Even with the resulting loss in revenue from this pullback, this could still be a positive for shares. We estimate that if a 50% reduction in FICC RWA resulted in a 70% reduction in fixed income revenue, ROTCE would remain flat. That said, this non-linear relationship implies that if MS can insulate the impact to revenue by shifting the fixed income business towards more flow-driven and capital-efficient assets, a large reduction in risk-weighted assets could be meaningfully ROTCE accretive.
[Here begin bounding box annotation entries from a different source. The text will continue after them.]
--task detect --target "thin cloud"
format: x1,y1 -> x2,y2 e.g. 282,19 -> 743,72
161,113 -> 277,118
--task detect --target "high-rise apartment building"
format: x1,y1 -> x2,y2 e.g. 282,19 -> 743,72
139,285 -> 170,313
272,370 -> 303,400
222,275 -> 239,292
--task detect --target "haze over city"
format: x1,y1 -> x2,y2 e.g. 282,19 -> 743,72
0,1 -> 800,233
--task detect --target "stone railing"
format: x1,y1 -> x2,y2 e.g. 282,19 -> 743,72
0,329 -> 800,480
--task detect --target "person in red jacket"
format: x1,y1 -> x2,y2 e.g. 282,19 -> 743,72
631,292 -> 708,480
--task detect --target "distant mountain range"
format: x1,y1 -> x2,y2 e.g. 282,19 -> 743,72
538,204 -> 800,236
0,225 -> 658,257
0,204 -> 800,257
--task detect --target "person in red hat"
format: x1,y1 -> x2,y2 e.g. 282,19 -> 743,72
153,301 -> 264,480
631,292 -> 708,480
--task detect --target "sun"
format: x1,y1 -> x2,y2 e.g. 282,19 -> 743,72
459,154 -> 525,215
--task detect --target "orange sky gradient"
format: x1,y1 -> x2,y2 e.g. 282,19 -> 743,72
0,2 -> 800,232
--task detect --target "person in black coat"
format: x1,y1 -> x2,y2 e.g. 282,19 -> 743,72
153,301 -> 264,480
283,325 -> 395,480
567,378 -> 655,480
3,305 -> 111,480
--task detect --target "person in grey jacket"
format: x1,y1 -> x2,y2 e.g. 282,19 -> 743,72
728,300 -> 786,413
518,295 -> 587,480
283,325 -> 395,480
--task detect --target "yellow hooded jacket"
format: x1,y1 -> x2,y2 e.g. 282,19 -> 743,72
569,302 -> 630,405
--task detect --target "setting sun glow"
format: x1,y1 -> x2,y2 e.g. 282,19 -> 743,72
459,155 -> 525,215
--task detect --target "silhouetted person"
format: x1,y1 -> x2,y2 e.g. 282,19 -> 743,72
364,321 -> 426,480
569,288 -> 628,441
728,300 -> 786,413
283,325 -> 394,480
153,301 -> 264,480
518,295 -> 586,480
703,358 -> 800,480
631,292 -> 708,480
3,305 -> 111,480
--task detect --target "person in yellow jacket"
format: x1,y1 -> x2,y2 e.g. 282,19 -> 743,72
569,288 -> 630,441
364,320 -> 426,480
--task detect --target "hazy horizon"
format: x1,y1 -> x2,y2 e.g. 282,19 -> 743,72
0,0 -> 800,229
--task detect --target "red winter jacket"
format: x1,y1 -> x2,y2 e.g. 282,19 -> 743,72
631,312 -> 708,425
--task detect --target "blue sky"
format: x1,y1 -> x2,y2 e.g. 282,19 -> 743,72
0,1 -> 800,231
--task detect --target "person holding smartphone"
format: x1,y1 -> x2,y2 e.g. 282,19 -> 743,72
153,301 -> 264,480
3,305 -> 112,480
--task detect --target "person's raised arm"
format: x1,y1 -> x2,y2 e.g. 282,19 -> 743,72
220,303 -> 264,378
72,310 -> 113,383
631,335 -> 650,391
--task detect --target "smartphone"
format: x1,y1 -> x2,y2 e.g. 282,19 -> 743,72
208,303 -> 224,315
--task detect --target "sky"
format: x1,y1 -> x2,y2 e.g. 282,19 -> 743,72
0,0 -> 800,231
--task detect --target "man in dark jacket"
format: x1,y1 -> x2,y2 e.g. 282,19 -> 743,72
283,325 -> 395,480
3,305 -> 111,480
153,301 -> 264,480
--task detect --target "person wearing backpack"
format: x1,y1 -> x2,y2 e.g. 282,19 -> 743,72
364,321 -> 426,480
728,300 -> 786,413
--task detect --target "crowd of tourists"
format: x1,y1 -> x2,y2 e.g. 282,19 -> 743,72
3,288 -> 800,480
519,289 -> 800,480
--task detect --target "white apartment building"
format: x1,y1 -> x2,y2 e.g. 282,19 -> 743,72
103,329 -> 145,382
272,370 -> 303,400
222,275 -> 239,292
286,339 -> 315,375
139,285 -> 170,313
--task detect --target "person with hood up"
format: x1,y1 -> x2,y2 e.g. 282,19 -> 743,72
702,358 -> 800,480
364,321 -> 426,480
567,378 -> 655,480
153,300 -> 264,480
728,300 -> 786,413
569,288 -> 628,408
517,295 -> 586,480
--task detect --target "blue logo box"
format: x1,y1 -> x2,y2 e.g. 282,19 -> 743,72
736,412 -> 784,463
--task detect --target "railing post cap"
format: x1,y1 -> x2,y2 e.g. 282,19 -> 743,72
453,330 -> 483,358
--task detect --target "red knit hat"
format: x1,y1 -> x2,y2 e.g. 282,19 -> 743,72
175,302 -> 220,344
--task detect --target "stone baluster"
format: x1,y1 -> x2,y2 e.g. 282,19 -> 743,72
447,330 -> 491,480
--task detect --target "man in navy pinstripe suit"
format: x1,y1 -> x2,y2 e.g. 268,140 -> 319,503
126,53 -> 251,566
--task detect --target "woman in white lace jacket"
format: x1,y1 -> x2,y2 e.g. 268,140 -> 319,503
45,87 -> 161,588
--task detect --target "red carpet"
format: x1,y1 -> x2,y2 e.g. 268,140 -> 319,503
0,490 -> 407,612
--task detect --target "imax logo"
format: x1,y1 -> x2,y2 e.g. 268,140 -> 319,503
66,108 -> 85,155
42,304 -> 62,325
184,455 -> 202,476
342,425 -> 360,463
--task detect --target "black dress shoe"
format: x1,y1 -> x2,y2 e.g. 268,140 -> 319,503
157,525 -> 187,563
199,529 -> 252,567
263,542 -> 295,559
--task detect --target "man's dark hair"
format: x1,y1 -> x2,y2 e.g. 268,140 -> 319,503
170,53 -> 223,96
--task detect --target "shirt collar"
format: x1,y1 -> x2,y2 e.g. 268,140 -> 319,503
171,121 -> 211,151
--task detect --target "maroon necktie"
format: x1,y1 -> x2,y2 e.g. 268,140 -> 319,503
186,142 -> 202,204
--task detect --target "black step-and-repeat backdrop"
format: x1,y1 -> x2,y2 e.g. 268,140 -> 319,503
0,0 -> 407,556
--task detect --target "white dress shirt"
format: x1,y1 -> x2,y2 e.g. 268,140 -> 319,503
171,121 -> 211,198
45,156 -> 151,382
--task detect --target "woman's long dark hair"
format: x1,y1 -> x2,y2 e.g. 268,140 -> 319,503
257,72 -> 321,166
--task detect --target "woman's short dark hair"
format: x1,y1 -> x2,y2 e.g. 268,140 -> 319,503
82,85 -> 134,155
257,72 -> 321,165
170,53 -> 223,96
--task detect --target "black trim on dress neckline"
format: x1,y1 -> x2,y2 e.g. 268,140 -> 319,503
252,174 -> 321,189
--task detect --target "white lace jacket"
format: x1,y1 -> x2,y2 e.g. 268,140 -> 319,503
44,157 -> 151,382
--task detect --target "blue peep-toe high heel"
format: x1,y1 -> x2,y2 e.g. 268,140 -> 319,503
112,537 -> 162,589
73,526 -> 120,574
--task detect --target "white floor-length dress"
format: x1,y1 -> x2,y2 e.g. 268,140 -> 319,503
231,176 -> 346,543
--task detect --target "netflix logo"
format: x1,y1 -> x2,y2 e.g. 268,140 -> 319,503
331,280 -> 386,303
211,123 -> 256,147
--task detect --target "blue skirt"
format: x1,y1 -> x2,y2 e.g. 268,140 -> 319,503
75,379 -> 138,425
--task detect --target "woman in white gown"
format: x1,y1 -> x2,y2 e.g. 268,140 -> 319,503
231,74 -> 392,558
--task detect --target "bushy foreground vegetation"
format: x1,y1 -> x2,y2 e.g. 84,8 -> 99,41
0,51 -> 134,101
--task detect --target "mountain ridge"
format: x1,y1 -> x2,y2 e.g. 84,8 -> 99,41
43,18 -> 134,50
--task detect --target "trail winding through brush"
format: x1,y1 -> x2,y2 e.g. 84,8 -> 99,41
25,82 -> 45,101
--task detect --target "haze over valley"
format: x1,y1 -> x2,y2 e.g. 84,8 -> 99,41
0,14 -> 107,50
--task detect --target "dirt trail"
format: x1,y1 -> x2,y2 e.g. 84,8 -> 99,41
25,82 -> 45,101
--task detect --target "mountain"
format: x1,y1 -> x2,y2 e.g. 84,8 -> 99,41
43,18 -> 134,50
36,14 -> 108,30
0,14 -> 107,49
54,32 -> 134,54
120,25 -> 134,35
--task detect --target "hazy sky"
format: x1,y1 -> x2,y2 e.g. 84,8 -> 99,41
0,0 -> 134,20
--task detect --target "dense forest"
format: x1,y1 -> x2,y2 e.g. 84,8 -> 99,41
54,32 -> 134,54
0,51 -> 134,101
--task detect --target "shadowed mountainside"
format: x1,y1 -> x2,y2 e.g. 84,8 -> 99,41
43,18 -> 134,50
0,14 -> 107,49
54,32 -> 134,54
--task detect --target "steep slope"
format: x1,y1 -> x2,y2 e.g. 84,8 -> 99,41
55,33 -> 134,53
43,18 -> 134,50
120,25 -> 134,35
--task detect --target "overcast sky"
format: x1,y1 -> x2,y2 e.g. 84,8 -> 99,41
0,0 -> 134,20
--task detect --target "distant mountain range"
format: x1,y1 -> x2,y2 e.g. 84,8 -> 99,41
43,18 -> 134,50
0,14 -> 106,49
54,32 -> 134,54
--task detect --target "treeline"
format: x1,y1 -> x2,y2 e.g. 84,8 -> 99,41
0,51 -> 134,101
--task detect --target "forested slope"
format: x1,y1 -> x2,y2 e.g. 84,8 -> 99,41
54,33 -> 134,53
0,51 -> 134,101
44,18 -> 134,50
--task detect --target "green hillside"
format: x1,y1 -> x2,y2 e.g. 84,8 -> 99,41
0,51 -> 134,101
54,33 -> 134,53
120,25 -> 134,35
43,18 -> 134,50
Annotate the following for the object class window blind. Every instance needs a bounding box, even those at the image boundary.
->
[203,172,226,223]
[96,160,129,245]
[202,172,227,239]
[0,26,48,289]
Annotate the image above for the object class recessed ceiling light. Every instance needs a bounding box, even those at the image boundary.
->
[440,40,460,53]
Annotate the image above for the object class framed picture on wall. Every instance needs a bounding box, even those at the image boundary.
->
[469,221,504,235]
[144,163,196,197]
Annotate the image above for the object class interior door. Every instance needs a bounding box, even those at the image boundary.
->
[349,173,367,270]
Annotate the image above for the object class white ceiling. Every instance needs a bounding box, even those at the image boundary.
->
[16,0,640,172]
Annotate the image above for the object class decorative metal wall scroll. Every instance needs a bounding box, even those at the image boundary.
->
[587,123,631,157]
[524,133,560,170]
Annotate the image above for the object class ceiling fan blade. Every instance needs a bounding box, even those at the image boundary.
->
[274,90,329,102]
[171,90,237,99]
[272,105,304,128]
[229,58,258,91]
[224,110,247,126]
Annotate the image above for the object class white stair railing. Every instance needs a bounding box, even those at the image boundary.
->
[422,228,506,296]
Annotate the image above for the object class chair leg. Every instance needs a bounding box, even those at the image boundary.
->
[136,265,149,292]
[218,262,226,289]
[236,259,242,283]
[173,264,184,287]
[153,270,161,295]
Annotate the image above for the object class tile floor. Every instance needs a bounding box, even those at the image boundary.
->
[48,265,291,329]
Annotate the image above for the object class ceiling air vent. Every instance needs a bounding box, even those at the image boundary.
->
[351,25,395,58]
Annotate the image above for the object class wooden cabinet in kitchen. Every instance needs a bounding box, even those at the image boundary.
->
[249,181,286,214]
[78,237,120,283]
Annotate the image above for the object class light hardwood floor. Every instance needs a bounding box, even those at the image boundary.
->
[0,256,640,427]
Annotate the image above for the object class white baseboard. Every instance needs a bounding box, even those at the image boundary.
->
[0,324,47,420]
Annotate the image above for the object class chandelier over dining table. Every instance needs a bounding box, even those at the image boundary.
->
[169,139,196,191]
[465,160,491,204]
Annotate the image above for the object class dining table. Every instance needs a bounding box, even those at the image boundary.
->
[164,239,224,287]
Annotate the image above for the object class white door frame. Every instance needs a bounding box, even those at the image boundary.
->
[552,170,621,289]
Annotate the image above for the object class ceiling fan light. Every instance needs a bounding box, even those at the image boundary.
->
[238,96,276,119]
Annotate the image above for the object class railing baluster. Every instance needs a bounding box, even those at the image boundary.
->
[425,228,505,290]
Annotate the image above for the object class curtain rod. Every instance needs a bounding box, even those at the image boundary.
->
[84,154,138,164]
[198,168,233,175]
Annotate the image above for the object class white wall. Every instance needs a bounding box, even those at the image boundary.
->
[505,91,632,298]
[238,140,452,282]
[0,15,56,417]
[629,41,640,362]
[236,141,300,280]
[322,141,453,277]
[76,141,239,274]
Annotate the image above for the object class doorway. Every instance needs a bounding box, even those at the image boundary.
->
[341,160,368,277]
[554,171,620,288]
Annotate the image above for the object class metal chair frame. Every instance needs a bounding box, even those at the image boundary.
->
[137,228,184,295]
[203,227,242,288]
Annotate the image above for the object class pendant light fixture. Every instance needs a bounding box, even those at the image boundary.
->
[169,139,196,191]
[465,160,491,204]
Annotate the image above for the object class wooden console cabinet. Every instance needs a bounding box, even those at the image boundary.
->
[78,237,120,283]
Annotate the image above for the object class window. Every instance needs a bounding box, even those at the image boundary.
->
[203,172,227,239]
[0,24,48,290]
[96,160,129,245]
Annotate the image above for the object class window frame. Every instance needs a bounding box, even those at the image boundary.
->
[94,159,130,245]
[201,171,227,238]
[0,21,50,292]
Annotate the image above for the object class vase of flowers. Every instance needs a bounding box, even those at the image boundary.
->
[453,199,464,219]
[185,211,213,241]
The biggest risk attached to a dramatic fixed income risk-weighted asset reduction is a corresponding decline in trading revenue. That said, MS’s plan for a 25% reduction in RWA by the end of 2013 is only about half the relative size of what several European investment banks are targeting. While still relatively early in the de-leveraging process, EU banks with active risk-weighted asset reduction plans (e.g., UBS, Credit Suisse, Royal Bank of Scotland) have been performing largely in line with those that have not (e.g., Deutsche Bank, Barclays, BNP).
So - that last part seems to actually be true; here is a chart:
Basically, banks that have announced significant cuts to fixed-income trading have not really lost ground in fixed-income trading to banks that are not making those cuts. That somewhat undermines the regulation-is-killing-us thesis, doesn't it?
Does it? One imaginable view here is that new regulations, rather than just spoiling the fun for banks, has forced them to be smarter and less risk-tolerant in running their businesses without really forcing those businesses to scale back. Another I suppose would be that banks always win and that any regulatory costs fall on market participants, not banks: so, for instance, lower bank inventories might mean less liquidity for markets, but not lower trading profits for banks. "Regulation is killing us" for an "us" that is not just the banks.
Or maybe things are just complicated. I like the contrast between Goldman's very precise a priori mathing out of how much a 5%-down mortgage should cost now - 9.39%! - and its vague "gosh there seems to be no correlation between cutting FICC balance sheets and losing FICC revenues." The theoretical math is easy and precise and totally wrong.3 The empirical results of banks' actual reactions to increased regulation and capital requirements are quite a bit messier.
1. I mean, not really, but kind of. It's an August 29 note called "Hypothetical Bank Break-Up Would Destroy Value" and here is the relevant chart:
So breaking up Citi would create value! They walk this back in the text but there that chart is. INCIDENTALLY how do you like new-style footnotes? This is your chance to mourn for *** and friends.
2. Like, I guess, mainly that the only determinant of credit quality and capital is LTV, which seems counterintuitive, but y'know they're simplifying it's fine.
3. That link will change so, for posterity, the current rate for a 5%-down mortgage appears to be 4.25%. I'm not sure I believe that either, but it's closer than 9.39%. Incidentally by "wrong" I mean "not an accurate predictor of reality" - I'm not saying Goldman claims it is; they don't say "these are mortgage rates" but rather "these are the rates you'd need to charge to get back to where you were, if you wanted to do that, and if your assumptions were ours."